SAN ANTONIO – KSAT Investigates recently showed you just how big a problem vacant structure fires are becoming throughout San Antonio.
The city fire department is responding to more and more every year.
Now, our team is digging into just how many vacant and dangerous structures there are throughout our city and where they are located.
Thousands of vacant, overgrown, or dangerous buildings
This map shows just a small sampling — only 2,000 of the more than 11,000 vacant, overgrown, or dangerous buildings across San Antonio.
“We have a lot of cases that are related to vacant structures,” Michael Shannon said.
Shannon is the director of the Development Services Department.
KSAT Investigates received data on the vacant and dangerous structures through an open records request to Shannon’s department.
The data shows a total of 9,980 vacant or overgrown structures and an additional 1,178 that have been marked as dangerous.
“Vacant structures have a tendency to come out of compliance, become a structural hazard, or if they’re accessible, meaning not secure, and they can become a hazard for people in and around them,” Shannon said.
The list is not comprehensive — it only includes what has been identified so far.
Data by districts
When looking at these numbers, we wanted to identify which districts had the largest amount of vacant or dangerous structures.
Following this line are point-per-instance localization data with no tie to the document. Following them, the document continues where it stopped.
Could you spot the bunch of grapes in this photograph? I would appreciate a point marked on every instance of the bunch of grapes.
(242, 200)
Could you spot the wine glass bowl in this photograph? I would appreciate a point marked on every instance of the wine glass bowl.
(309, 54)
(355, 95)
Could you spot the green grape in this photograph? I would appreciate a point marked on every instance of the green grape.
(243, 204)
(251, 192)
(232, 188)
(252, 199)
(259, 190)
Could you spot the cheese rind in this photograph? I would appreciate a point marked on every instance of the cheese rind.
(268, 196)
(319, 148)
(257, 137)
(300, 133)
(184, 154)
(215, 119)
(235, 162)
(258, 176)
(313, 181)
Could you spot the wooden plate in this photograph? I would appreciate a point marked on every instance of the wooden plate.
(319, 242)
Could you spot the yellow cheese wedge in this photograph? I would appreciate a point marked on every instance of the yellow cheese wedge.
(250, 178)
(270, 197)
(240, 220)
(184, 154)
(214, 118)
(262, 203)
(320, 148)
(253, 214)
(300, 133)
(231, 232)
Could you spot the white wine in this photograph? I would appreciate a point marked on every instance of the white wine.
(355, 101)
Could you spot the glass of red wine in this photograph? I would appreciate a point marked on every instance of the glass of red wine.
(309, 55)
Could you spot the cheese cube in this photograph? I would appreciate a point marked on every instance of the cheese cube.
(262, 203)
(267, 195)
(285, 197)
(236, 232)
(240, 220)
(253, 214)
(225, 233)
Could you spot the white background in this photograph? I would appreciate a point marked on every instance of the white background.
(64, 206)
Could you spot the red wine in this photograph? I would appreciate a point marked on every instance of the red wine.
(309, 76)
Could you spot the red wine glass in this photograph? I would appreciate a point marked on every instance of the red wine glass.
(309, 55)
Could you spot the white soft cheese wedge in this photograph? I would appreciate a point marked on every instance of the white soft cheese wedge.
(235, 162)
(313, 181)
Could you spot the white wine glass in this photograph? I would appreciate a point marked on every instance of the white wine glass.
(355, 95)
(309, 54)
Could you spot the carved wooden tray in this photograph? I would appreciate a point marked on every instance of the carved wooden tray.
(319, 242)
By far, Districts 5 and 2 came out on top.
In District 2, DSD has identified 2,092 vacant structures, including homes and commercial buildings.
Some of those fall on the same street, like several of those on Clark Avenue.
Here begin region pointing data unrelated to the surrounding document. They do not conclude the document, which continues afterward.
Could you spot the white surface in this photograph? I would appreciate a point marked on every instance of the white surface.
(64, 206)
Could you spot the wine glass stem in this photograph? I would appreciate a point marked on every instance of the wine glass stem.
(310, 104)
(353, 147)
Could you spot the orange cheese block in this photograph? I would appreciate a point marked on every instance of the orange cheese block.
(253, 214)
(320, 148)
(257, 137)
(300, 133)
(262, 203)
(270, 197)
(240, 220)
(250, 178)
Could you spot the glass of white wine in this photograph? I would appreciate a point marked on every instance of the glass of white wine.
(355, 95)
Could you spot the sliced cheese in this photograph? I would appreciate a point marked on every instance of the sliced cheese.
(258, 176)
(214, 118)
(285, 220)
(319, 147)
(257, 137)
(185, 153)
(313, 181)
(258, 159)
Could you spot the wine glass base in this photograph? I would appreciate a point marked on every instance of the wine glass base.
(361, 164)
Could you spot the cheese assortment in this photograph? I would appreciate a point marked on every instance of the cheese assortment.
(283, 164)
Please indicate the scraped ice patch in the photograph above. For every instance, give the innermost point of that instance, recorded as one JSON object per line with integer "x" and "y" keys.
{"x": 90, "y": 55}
District 5 is home to another 2,052 vacant structures.
Both city council leaders know it’s a problem their constituents are worried about.
“We have these horrible inequities where we have the most failing streets; we have the most vacant and unoccupied structures,” Jalen McKee-Rodriguez, the District 2 councilman, said.
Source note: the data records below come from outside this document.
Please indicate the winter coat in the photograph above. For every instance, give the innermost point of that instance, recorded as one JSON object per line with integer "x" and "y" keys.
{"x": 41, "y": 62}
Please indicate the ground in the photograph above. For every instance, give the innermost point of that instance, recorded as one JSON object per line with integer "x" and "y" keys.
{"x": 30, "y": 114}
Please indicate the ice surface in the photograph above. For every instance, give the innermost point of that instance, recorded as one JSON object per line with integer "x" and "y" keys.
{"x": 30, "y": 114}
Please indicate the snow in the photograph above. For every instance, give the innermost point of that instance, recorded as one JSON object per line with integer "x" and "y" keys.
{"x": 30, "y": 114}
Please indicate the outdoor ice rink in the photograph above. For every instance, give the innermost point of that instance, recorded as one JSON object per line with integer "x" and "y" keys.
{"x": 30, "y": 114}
“When we look at the vacant structures within our district, many of them are held up within the title clearance process,” Teri Castillo, councilwoman for District 5, said.
McKee-Rodriguez believes the reasoning behind the vacant structures stems from property owners sitting on real estate, allowing it to fall into disarray.
“That’s leading to a host of other problems, including encampments that get set up inside of homes,” McKee-Rodriguez said.
Looking for solutions
Castillo said she’s looking to Houston and a land banking process they’ve implemented to solve this kind of issue.
“Any properties that have sat vacant for too long, the city acquires that property essentially through the first of right refusal,” Castillo said.
According to the Houston Land Bank website, “We’ve reactivated more than $76 million worth of property, helping to eliminate illegal dumping and abandoned structures while generating millions of dollars in revenue to help improve for our schools and local government services.”
The site explains that over the past 15 years, vacant, abandoned, or damaged properties have been taken in, refurbished, and reused for affordable housing across the city.
Both council members and Shannon believe it’s an issue that will need more hands on deck to solve.
“I think it’s going to take a city, county, state collaborative,” McKee-Rodriguez said.
“It’s probably a combination of not only keeping it secure, which our department does, assuring the safety around it, but encouraging some investment, maybe some land trust, those type of things,” Shannon said.